Down on the flat, just back from the river bank, I made out a clutter of small log buildings enclosed within a stockade. In the center of the enclosure a half-dozen men busied themselves about the gaunt walls of a larger building. Logs and poles strewed the ground about its four sides. The ring of axe-blades on timber came floating up to us. I saw nothing amiss.
“What’s wrong?” I asked.
“Nothing that matters greatly,” Barreau replied. “Only that ruin you see was a fine upstanding storehouse when I left here in the early spring. It seems to be undergoing a process of regeneration, for which I cannot account. Likewise, I see no trace of a stable which stood at the west end of the stockade. There are no men missing, by my count, so I dare say no great thing has happened. Anyway, this is the end of our trail for a while. We may as well get down there. I am a bit curious to know the meaning of this.”
Presently we were dismounting within the stockade. And as we greeted the men who stopped their work to hail us, it was plain what form of disaster had overtaken the Montell establishment. The standing walls of sixteen-inch logs were smoke-blackened and scorched by fire. The inside was gutted to the floor-joists; the roof gone. A pile of charred poles and timbers laid to one side testified mutely to cause and effect.
“Well, Ben,” Barreau addressed one man who came forward. “How did it happen?”
“She burned, that’s all. ’N’ the stable, too,” Ben made laconic answer. He drew a plug of tobacco from his hip pocket, looked it over with a speculative eye, bit off a piece, and returned it to the pocket.
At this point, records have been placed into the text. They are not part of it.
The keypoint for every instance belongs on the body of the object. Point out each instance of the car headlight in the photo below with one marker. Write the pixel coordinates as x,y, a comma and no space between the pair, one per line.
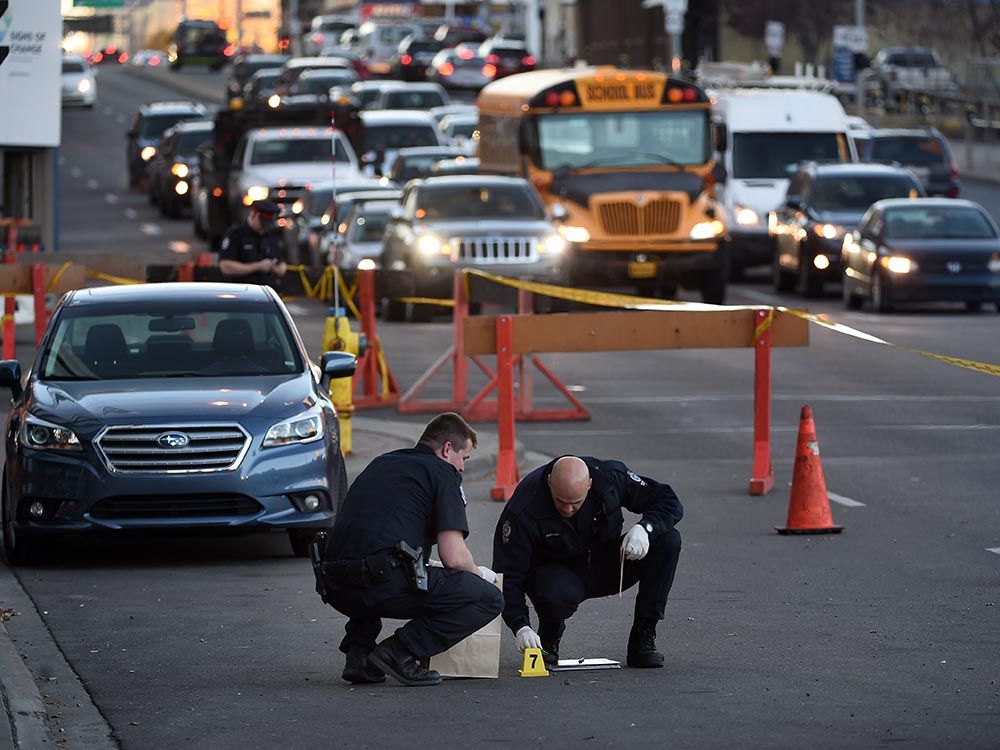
428,245
255,193
706,230
897,264
553,244
575,234
41,435
828,231
301,429
747,217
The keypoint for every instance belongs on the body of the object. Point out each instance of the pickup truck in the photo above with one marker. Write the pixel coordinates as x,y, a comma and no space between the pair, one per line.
233,162
896,70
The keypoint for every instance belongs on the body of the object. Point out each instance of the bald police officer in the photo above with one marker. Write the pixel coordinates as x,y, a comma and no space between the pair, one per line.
413,496
559,542
252,251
As he masticated the piece contemplatively, Barreau watched him with a whimsical smile. “Yes, sir,” he went on, “she took fire in the night, with the boys sleepin’ in the doghouse, an’ me in the front part uh the store. It started to rain pretty tol’able hard, or I reckon there wouldn’t be nothin’ left but a pile uh ashes.”
“In the night, eh?” Barreau repeated thoughtfully. The three of us walked around the building and peered in through a charred doorway.
“Quite so,” Barreau continued. “Save anything? There wasn’t much to save, I know.”
“Most all the stuff,” Ben replied. “Injun name uh Tall Trees drifted in day after yuh all left. He traded out most everythin’ we could spare. An’ the pelts was easy to get out. Some grub was burned. Not much, though. We got plenty left.”
“A very nasty thing, fire,” Barreau commented. “How do you think it started, Ben?”